Segera buang pikiran reaktif tersebut ke dalam tong
sampah dan install cara berpikir proaktif
dalam diri anda. Karena sesungguhnya, bukanlah bos yang otoriter, rekan kerja
yang tak peduli, dan tumpukan pekerjaan yang memenjara kita, melainkan respon
kita terhadap semua itulah yang membuat kita merasa tidak dihargai dan jenuh.
Sejarah telah membuktikan bagaimana pikiran yang
proaktif merupakan kunci dalam menghadapi berbagai rangsangan negatif dari
lingkungan yang tidak kondusif. Jangankan bos yang otoriter, rekan kerja yang
tak peduli, dan tumpukan pekerjaan, kamp konsentrasi Nazi selama Perang Dunia
II mampu dihadapi oleh Viktor Frankl, dengan menjadikan berpikir proaktif
sebagai modal utama.
Dalam bukunya yang berjudul Man’s Search for Meaning, Viktor Frankl menulis, “Kami yang pernah
hidup di kamp konsentrasi masih ingat orang-orang yang berjalan dari barak ke
barak menghibur sesama, memberikan kepingan roti terakhir mereka.

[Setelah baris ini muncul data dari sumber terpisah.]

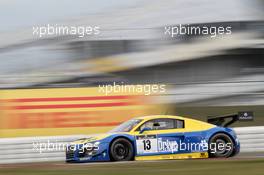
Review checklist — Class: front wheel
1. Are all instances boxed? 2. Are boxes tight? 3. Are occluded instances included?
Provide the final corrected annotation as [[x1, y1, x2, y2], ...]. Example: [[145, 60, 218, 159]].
[[209, 133, 234, 158], [110, 138, 134, 161]]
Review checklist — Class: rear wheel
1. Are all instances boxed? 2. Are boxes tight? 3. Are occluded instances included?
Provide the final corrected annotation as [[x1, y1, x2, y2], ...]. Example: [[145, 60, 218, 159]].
[[110, 138, 134, 161], [209, 133, 234, 158]]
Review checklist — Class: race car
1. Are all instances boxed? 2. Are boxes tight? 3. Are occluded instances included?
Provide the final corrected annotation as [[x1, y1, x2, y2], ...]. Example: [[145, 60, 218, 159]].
[[66, 112, 253, 162]]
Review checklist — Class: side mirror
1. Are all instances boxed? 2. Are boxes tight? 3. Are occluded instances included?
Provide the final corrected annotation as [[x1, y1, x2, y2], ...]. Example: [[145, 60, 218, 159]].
[[139, 127, 151, 134]]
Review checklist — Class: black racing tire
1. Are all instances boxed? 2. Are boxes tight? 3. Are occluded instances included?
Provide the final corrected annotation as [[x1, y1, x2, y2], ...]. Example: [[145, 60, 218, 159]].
[[208, 133, 234, 158], [110, 138, 134, 161]]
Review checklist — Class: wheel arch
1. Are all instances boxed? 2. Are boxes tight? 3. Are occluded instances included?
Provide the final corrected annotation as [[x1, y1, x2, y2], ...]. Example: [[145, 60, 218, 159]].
[[208, 131, 236, 157], [108, 135, 136, 159]]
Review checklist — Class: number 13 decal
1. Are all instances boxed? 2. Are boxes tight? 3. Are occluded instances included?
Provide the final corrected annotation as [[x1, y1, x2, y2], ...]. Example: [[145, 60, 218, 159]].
[[136, 135, 158, 154]]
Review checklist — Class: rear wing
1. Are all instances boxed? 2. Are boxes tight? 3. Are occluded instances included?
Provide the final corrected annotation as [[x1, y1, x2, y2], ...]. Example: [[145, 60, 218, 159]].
[[207, 111, 254, 127]]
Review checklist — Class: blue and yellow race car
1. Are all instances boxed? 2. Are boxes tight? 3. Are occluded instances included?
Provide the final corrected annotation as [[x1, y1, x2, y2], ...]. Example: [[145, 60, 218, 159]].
[[66, 112, 253, 162]]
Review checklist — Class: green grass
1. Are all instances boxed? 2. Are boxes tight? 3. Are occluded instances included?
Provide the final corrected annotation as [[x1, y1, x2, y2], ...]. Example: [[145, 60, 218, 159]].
[[0, 159, 264, 175]]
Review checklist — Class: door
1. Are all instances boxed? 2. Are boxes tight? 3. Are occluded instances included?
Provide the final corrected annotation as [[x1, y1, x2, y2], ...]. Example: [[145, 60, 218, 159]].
[[135, 118, 185, 156]]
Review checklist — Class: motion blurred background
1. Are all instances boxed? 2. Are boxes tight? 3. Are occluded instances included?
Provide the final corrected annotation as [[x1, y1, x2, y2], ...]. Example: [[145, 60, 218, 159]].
[[0, 0, 264, 137]]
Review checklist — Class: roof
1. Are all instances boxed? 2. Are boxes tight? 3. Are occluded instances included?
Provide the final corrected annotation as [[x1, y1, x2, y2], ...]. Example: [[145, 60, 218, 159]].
[[135, 115, 185, 120]]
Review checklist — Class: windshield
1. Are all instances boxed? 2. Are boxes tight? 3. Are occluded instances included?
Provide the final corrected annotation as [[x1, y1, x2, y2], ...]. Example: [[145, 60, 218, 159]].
[[109, 119, 142, 132]]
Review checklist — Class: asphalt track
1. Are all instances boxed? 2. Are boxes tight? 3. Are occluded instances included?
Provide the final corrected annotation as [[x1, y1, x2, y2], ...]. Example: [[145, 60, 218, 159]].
[[0, 152, 264, 175]]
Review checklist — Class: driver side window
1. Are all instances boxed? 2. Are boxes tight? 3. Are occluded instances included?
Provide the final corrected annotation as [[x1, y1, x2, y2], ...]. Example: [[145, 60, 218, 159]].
[[139, 119, 183, 130]]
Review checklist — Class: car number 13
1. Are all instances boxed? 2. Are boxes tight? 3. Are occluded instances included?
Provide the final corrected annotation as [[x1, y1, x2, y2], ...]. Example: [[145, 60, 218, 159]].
[[136, 136, 158, 154]]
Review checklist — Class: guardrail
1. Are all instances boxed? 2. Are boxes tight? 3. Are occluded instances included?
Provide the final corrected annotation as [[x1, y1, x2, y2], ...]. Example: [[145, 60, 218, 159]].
[[0, 126, 264, 164]]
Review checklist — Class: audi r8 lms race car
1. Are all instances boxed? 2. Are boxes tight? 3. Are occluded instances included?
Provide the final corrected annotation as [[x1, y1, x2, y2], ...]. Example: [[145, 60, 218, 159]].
[[66, 112, 253, 162]]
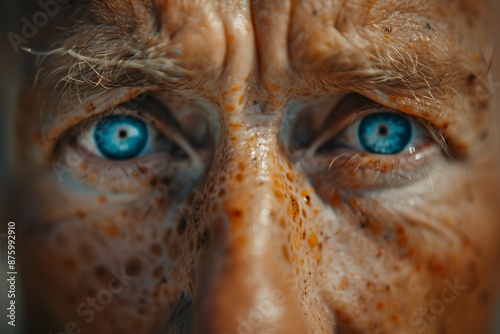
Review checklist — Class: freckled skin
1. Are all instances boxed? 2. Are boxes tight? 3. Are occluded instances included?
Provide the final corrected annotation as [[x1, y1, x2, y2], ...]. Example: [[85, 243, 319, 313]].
[[13, 1, 500, 334]]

Jumlah orang
semacam itu memang hanya sedikit, tetapi mereka membuktikan bahwa ada satu hal
yang tidak bisa dirampas dari seorang manusia: kebebasan manusia yang paling
dasar –kebebasan untuk memilih sikap
kita, bagaimanapun situasinya.”
Berpikir proaktif menujukkan kepada kita bahwa
selalu ada celah antara rangsangan yang datang dan respon yang kita berikan
terhadapnya. Mungkin memang bos kita otoriter, rekan kerja kita tak peduli, dan
pekerjaan kita menumpuk, tapi kita tidak harus meresponnya dengan rasa
terpenjara, tidak dihargai dan tak bisa melakukan apa-apa. Manfaatkan celah
yang ada untuk beraksi dengan lebih positif, sebab sebagai manusia kita
memiliki kesadaran-diri, imajinasi, hati-nurani dan kehendak-bebas.
Dengan panjang lebar, Stephen R. Covey melalui
bukunya The 7 Habits of Highly Effective
People menjelaskan bahwa sebelum seseorang merespon sebuah rangsangan, maka
dengan kesadaran-diri yang dimilikinya, dia bisa memperhatikan dan bahkan
menenangkan pikiran, suasana hati dan perasaannya yang terkadang berbau reaktif
dan emosional.
Lalu dengan imajinasinya, pribadi tersebut mencoba
mengajukan alternatif respon yang bisa dipilihnya sebagai tanggapan terhadap sebuah
rangsangan. Hati-nurani berfungsi sebagai penyaring alternatif mana yang
dipilih berdasarkan nilai yang dianut, dan kehendak-bebas menjadi hakim yang
menjadi pelaksana dari alternatif respon yang dipilih serta terbebas dari
pengaruh luar.
Masihkan kita memilih untuk menjadi ASN yang selalu
merasa jenuh dan terpenjara oleh situasi dan kondisi kerja yang sumpek? Masihkah anda akan membiarkan
bos anda yang otoriter, rekan kerja anda yang semau gue, atau pekerjaan yang seakan tiada habisnya menentukan
diri anda?
Jawabannya terletak pada masing-masing kita, apakah
kita siap berubah ke arah yang lebih baik dan melakukan perubahan tersebut,
atau kita memilih bermasa-bodoh dan menikmati rutinitas menjemukan itu lalu
membiarkan visi perubahan kita layu sebelum berkembang!